A tentativa de conciliação para o campo penal somente existe transação, pois o Ministério Público transige quanto à pretensão punitiva e os autos do fato transigem quanto à possibilidade da absolvição.

Consideram-se requisitos do juiz para a correta condução da conciliação:

a) buscar o acordo entre as partes para além da solução jurídica da controvérsia;

b) agir por equidade e não de acordo com o princípio estrito da legalidade; c) conciliar objetivando o fim maior da lei: pacificação social e o respeito à vontade das partes;

d) aconselhar, pacificar, indicar vantagens da conciliação, sem pressões. A conciliação será feita pelo juiz ou por conciliador mediante a orientação do juiz. “Os conciliadores são auxiliares da Justiça, recrutados, na forma da lei local, preferentemente entre bacharéis em Direito, excluídos os que exerçam funções na administração da Justiça Criminal” (parágrafo único do artigo 73 da Lei n. 9.099/95).
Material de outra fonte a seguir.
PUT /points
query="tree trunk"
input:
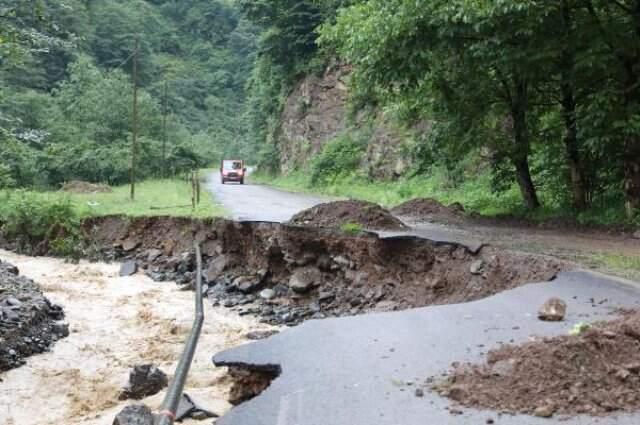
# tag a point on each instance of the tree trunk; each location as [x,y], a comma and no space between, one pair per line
[525,182]
[632,143]
[568,103]
[520,155]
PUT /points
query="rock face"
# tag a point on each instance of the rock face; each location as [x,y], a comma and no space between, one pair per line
[316,113]
[289,274]
[144,380]
[29,323]
[134,415]
[128,268]
[554,310]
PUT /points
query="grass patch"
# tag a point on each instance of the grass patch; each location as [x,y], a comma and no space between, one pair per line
[153,197]
[352,228]
[623,265]
[474,193]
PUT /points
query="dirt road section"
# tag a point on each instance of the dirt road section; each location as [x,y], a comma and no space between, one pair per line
[288,274]
[366,369]
[115,323]
[259,203]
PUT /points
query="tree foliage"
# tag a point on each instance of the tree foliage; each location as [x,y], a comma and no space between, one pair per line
[530,81]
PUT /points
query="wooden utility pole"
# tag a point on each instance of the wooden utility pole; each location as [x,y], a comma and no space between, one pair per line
[165,111]
[134,144]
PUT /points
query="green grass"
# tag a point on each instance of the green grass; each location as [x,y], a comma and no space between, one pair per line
[622,265]
[153,198]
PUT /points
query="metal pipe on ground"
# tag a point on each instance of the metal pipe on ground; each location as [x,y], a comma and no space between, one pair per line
[169,407]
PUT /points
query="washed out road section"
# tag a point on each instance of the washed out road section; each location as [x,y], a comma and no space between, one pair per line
[365,369]
[115,323]
[250,202]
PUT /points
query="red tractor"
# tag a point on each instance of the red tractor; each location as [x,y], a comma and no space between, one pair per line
[232,170]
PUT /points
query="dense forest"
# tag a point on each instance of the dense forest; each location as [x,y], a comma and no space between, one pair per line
[546,93]
[66,87]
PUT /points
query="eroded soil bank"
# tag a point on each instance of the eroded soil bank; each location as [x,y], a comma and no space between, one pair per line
[595,372]
[287,274]
[115,323]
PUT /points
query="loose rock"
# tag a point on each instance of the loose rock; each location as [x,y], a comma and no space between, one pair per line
[476,267]
[268,294]
[134,415]
[554,310]
[218,266]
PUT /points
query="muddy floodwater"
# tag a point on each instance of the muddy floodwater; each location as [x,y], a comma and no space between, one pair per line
[115,323]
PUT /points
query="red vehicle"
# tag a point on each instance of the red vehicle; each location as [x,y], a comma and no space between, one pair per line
[232,170]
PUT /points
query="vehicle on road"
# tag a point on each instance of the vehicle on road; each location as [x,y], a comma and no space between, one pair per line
[232,170]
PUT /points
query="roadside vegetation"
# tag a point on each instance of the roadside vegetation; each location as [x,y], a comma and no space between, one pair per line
[66,88]
[50,221]
[473,192]
[155,197]
[530,108]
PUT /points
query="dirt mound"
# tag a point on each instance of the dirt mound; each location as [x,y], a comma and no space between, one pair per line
[29,323]
[424,208]
[593,373]
[340,213]
[77,186]
[288,274]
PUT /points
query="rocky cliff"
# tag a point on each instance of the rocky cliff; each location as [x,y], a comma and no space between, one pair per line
[316,113]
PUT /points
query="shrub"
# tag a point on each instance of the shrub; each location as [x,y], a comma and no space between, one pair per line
[352,228]
[340,157]
[40,226]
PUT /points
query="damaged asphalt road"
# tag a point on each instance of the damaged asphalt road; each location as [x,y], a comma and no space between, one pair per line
[259,203]
[366,369]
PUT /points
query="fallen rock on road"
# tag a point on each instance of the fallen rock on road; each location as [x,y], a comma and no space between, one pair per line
[29,322]
[340,213]
[288,274]
[594,373]
[554,310]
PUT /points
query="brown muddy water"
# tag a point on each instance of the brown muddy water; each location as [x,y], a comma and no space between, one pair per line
[115,323]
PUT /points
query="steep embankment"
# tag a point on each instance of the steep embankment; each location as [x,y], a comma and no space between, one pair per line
[316,112]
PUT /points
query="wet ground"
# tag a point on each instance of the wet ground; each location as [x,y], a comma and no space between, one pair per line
[366,369]
[115,323]
[259,203]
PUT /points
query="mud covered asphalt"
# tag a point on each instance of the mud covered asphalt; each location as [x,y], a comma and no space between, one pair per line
[251,202]
[366,369]
[115,323]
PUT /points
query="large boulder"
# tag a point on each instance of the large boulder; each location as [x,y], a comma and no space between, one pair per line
[144,381]
[218,266]
[305,279]
[134,415]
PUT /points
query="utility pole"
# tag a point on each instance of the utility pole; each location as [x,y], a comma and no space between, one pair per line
[164,128]
[134,144]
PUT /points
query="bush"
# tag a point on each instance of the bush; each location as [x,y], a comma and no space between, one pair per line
[40,226]
[339,158]
[6,179]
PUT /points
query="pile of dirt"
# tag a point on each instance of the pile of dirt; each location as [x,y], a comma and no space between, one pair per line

“Art. 74. Parágrafo único. Sendo ação penal de iniciativa privada ou de ação penal pública condicionada à representação, o acordo

homologado acarreta a renúncia ao direito de queixa ou representação”.

O autor, sendo regularmente intimado e não comparecendo à audiência preliminar, nem justificando sua ausência, não poderá ser conduzido coercitivamente, já que a aplicação do artigo 80 cabe somente nos casos de processo já instaurado. O juiz então designará a audiência de instrução e julgamento, e, conseqüentemente, estará prejudicada a tentativa de conciliação para aquele momento, nada impedindo sua retomada no início da próxima audiência. O mesmo ocorre ao não-comparecimento da vítima, quando regularmente intimada, ou seja, perde a oportunidade de conciliar-se.